Zestaw, który otrzymuje nabywca obejmuje poza samym trenażerem, jeden magazynek, cztery dodatkowe okładziny (tylne) chwytu oraz wycior. Do urządzenia dołączona jest również przystawka do wystrzeliwania rac.

Trzeba pamiętać, że nie jest to broń i w żadnym wypadku nie wolno stosować tego urządzenia jako narzędzie do obrony własnej. W przypadku trafienia na zdeterminowanego napastnika konsekwencje mogą być więcej niż poważne / Zdjęcia: Umarex

Trzeba pamiętać, że nie jest to broń i w żadnym wypadku nie wolno stosować tego urządzenia jako narzędzie do obrony własnej. W przypadku trafienia na zdeterminowanego napastnika konsekwencje mogą być więcej niż poważne / Zdjęcia: Umarex

Glock 17 Gen5 9mm P.A.K – bo taką pompatyczną nazwę nadano temu  straszakowi – wykonany jest bardzo dokładnie. Jakość użytych materiałów nie wzbudza zastrzeżeń, a oznaczenia (poza dodatkowym, obowiązkowym wskazującym na stosowany kaliber) również wiernie oddają te na oryginale. Podobnie jak w oryginale magazynek produktu Umarexa mieści 17 sztuk ślepaków.

Energia spalanego w nich prochu pozwala na sprawne funkcjonowanie samopowtarzalnego trenażera. Wrażenia z użytkowania powinny być więc z grubsza podobne do tych, które ma się strzelając z broni palnej. Piszę podobne, gdyż trudno porównywać powiedzmy doznania smakowe związane z konsumpcją wołowego steka do sensacji przy wypełnianiu żołądka wegańskim kotletem sojowym o smaku kurczaka.

Dość jednak złośliwości. Produkt Umarexa wykonano więcej niż poprawnie. Zadbano o właściwą teksturę chwytu, szynę montażową oraz poszerzone – zgodnie z obowiązującymi trendami – gniazdo magazynka. Nawet przyrządy celownicze – zbędne przecież w zabawce – są wymiarowo zgodne z oryginalnymi i mogą być wymieniana na dostępne na rynku. Podobnie przycisk zwalniania zamka, zdublowany po obu stronach szkieletu bezpiecznik czy nacięcia na zamku ułatwiające przeładowanie/sprawdzenie stanu komory. Zgodność wymiarów dotyczy również całego szkieletu oraz zamka – trenażer można więc nosić w standardowej kaburze mieszczącej pistolet Glock 17.

O tym, z czym mamy do czynienia, świadczy przede wszystkim średnica otworu lufy – około 6mm. Jako, że wydostają się przezeń zaledwie gazy prochowe, nie ma potrzeby, by odpowiadała ona choćby z grubsza średnicy naboju – który w tym wypadku wynosi 9,55mm.
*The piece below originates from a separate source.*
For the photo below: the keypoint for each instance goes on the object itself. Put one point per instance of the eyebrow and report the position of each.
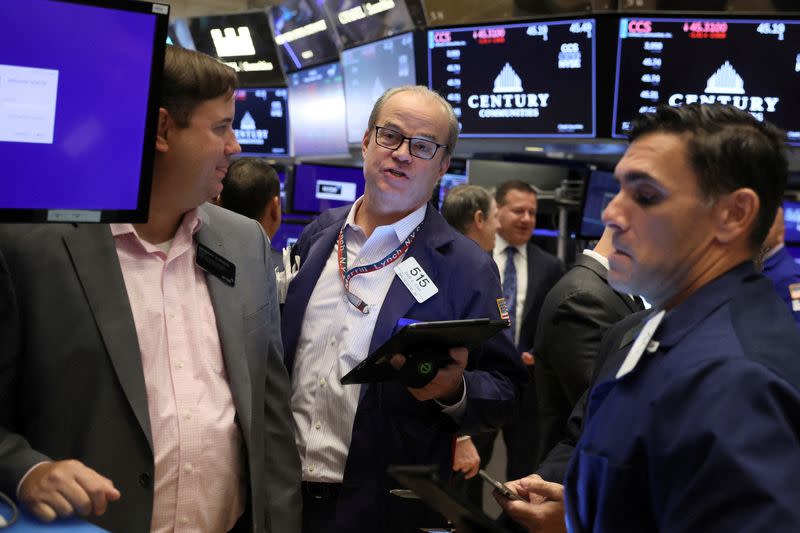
(425, 135)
Poza Polską tego typu trenażery są zwykle dostępne bez ograniczeń i pozwoleń. U nas jednak urzędnicy w mundurach konsekwentnie uważają, że tego typu urzadzenia nie spełniają zapisów zawartych w ustawie, gdyż uznali, że kaliber takich urządzeń mierzy się w komorze nabojowej a nie w przewodzie lufy. Policja Polska uznając niezgodność z przepisami ściga posiadaczy tego typu urządzeń.